Timing a Prescribed Burn

Differences in Burning the Prairie in Spring or Fall


Since fall burns, which are conducted after the growing season has ended (after November 15 in Wisconsin), do no harm to actively growing vegetation, they result in little or no selective damage to any group of plants (i.e. cool season species, warm season species, etc.). Fall burns are therefore generally “neutral” in that they do not favor one group of plants over another.


Mid to late spring prairie burns are usually scheduled to inflict maximum damage to cool season weeds and grasses, since they are entering or in the midst of their prime growing season at that time. This sets them back by removing their new green growth, which required expenditure of energy reserves in the roots’ “bank account.” They receive little or no return on that investment, and have to consume more energy to initiate new growth following he burn. The soil warms up rapidly after a mid-spring burn, favoring the primarily warm season prairie flowers and grasses, over cool season undesirable species. Burning in mid-spring after unwanted woody trees, shrubs and vines have leafed out does proportionally more damage to the cool season plants, compared to burning in early spring before they initiate new growth, or in late fall after they have gone dormant.
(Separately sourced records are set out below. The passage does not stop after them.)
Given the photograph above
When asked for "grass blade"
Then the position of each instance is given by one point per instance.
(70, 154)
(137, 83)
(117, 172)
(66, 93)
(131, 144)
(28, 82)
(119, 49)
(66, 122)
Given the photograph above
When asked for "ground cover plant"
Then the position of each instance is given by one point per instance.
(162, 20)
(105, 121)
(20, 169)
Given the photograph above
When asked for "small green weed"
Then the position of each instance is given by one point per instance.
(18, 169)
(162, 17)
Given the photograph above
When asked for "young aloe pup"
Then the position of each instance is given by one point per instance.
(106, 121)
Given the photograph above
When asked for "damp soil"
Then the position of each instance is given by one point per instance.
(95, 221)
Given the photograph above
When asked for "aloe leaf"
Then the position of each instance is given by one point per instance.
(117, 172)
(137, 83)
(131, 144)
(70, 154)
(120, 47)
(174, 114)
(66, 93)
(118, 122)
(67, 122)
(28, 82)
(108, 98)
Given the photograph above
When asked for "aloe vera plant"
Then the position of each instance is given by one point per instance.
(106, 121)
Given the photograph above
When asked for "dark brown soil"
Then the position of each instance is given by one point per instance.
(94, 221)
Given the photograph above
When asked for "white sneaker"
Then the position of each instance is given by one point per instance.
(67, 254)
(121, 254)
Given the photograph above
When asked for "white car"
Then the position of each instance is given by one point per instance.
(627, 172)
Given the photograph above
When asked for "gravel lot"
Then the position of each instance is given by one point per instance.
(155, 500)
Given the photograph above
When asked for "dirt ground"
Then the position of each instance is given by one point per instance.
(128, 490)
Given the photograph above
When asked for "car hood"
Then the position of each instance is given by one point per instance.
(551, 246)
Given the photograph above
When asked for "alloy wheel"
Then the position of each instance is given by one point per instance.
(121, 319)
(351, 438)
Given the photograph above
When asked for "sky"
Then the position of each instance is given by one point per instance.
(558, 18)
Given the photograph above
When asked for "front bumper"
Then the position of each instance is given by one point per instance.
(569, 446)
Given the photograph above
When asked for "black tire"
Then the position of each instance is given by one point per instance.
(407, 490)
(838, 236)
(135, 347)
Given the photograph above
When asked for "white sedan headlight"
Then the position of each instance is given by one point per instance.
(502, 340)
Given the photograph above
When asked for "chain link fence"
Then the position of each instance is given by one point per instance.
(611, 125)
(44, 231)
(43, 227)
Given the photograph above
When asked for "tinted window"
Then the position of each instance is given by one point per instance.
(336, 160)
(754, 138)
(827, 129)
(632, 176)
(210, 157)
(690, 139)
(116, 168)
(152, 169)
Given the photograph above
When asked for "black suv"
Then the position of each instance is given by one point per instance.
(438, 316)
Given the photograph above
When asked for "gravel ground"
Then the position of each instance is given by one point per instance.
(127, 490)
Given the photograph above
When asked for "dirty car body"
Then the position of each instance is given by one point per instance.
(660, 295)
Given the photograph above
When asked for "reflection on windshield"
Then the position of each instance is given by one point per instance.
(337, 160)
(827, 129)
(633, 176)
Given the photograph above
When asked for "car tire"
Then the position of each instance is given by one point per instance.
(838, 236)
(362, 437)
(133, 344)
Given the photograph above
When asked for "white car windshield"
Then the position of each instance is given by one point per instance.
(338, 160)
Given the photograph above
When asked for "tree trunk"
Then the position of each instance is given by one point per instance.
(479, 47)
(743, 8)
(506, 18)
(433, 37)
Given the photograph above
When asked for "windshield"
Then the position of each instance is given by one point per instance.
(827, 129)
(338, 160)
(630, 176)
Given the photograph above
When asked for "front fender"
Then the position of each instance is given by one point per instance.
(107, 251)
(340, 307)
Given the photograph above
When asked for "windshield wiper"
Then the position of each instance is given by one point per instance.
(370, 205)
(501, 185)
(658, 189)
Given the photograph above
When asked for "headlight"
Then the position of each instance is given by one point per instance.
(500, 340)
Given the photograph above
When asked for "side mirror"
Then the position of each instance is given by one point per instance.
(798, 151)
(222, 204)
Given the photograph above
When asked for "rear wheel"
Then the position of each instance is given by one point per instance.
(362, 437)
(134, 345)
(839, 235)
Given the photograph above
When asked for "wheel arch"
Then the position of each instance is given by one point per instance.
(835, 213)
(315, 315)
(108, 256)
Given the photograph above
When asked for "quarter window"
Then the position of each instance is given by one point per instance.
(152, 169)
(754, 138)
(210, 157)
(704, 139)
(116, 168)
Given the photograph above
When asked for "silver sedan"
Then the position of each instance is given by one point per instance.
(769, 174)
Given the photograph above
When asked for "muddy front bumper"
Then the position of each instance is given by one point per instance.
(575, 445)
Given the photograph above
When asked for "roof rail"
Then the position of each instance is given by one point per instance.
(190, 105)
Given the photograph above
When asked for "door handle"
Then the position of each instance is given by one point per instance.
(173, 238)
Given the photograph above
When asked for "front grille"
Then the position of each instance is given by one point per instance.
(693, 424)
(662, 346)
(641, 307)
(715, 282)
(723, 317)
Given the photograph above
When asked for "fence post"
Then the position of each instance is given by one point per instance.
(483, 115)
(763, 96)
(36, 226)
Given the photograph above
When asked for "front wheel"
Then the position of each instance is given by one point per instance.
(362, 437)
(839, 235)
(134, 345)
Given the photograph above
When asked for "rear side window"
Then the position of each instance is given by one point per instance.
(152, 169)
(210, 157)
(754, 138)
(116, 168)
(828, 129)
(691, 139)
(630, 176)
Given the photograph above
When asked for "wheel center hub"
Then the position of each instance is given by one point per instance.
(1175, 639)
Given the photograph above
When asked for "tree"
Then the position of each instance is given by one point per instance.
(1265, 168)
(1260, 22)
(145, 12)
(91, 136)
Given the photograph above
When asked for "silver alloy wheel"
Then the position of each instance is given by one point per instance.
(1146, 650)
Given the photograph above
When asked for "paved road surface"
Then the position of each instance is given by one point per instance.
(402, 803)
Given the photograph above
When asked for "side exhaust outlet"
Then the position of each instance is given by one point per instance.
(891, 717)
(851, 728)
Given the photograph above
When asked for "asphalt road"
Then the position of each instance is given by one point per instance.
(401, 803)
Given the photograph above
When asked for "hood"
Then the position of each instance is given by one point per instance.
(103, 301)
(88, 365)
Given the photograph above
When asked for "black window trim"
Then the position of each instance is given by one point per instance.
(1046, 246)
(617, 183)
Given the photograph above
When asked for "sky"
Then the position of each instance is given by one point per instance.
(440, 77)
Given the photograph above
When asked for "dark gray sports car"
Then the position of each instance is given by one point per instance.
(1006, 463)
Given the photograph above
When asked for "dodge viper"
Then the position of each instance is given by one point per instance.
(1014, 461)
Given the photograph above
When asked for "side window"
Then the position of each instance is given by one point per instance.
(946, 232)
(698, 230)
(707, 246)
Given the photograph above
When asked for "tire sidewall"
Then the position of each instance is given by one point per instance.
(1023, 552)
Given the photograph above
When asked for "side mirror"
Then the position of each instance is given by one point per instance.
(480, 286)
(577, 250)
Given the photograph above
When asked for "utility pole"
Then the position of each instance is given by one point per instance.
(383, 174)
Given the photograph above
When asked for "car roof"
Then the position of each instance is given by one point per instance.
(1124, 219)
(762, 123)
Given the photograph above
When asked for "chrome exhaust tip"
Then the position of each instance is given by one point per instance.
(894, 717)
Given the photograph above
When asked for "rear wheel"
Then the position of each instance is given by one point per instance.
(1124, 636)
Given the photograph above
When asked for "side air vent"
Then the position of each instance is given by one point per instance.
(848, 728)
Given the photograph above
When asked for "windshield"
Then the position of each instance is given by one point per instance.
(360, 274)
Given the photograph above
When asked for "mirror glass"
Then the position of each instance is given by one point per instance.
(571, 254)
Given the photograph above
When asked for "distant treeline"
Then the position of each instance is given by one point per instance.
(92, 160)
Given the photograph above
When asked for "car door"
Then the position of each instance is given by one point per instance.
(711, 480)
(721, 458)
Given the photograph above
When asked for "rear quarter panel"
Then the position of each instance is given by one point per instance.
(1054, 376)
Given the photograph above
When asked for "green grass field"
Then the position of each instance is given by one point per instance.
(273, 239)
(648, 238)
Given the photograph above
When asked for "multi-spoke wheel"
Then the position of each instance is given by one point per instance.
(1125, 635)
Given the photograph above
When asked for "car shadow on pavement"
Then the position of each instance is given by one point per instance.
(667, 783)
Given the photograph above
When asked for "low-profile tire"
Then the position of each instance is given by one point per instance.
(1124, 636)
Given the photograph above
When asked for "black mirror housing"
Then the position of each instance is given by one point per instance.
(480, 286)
Dry sandy prairies and goat prairie on limestone or dolomitic slopes typically have a number of early blooming, cool-season flowers, such as Pasque Flower, Prairie Smoke, Puccoons, Downy Phlox, Lupine, Blue Eyed Grass, Shootingstar, Pussytoes, etc. There are cool season sedges and grasses that grow in these dry prairies as well, including Junegrass and Needlegrass. Mid-spring burns inflict serious damage to these species, since most are in full bloom at that time. To avoid this problem, dry prairies with early blooming native species can be burned either in early spring before plants emerge from winter dormancy, or in late fall when they are dormant.

Mid to late spring prairie burns tend to favor warm season grasses over many of the prairie flowers, since some warm season prairie flowers do begin growth in early to mid-April, and can be damaged when burned between late April and mid-May. Repeated burning in mid to late spring will push the balance of the prairie plant community away from the flowers in favor of the warm season grasses.  Burning in the latter part of fall prevents does little or no damage to the flowers, and tends to favor a more balanced mix of flowers and grasses.